Write Intensive UsageWhen copying games from your Steam Library or other very large files (>10 GB), you might have noticed that write speeds on your SSD start out at full speed and then drop considerably. The underlying reason is that modern drives have caches that soak up write bursts to improve performance. In the fairly uncommon scenario of writing data that's too big to fit into these caches, the drive will have to write data directly to flash, and it will probably juggle some out of its write cache at the same time as well, which can result in a significant loss of write speed. Newer TLC drives operate part of their capacity in SLC mode for increased performance. This test can reveal the size of that SLC cache.

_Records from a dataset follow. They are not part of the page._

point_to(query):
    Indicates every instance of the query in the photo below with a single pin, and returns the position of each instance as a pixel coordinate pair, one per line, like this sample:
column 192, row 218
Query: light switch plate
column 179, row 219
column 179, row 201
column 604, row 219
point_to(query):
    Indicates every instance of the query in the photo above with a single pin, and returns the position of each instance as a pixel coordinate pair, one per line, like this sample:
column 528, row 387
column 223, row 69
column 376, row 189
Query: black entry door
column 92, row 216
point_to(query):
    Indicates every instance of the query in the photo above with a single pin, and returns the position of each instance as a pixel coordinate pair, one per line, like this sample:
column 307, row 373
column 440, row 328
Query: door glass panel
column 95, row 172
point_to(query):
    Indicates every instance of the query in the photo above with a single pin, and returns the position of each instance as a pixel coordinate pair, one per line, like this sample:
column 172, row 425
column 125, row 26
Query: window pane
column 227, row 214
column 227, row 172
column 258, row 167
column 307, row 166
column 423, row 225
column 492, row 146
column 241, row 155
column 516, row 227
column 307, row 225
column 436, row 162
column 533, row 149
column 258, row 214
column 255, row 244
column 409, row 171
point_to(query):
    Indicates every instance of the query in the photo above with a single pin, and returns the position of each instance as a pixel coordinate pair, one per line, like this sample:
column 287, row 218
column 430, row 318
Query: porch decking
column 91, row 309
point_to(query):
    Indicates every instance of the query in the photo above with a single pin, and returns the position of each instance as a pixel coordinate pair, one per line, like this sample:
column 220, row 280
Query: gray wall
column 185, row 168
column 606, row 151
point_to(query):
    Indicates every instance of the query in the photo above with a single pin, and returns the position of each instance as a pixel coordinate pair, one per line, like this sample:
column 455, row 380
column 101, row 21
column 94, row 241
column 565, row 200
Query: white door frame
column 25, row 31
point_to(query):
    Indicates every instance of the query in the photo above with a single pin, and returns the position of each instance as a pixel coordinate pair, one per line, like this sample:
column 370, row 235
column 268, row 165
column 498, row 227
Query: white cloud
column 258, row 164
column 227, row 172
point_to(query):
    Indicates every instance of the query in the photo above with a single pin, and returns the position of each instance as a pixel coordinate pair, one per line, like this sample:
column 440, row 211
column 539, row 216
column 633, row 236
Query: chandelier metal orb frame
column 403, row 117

Testing on this page looks at exactly that scenario. We write a sequential stream of 1 MB blocks to the drive in a single thread, like a typical file-copy operation would do, and measure write speeds twice a second. The drive is fully erased before testing to ensure any caches are emptied. Please note that this test writes a lot of data in a very short time, which is something most consumers will never do.
As long as the drive is writing to its SLC buffer, speeds are very good, reaching the 500 MB/s limit of the SATA interface. Once the buffer is exhausted though, speeds drop like a rock, down to around 150 MB/s. They do recover after a few seconds (when the SLC buffer has been flushed), but drop again quickly, as long as the write load is running.
Compared to other drives, the SLC cache is rather small with 4 GB.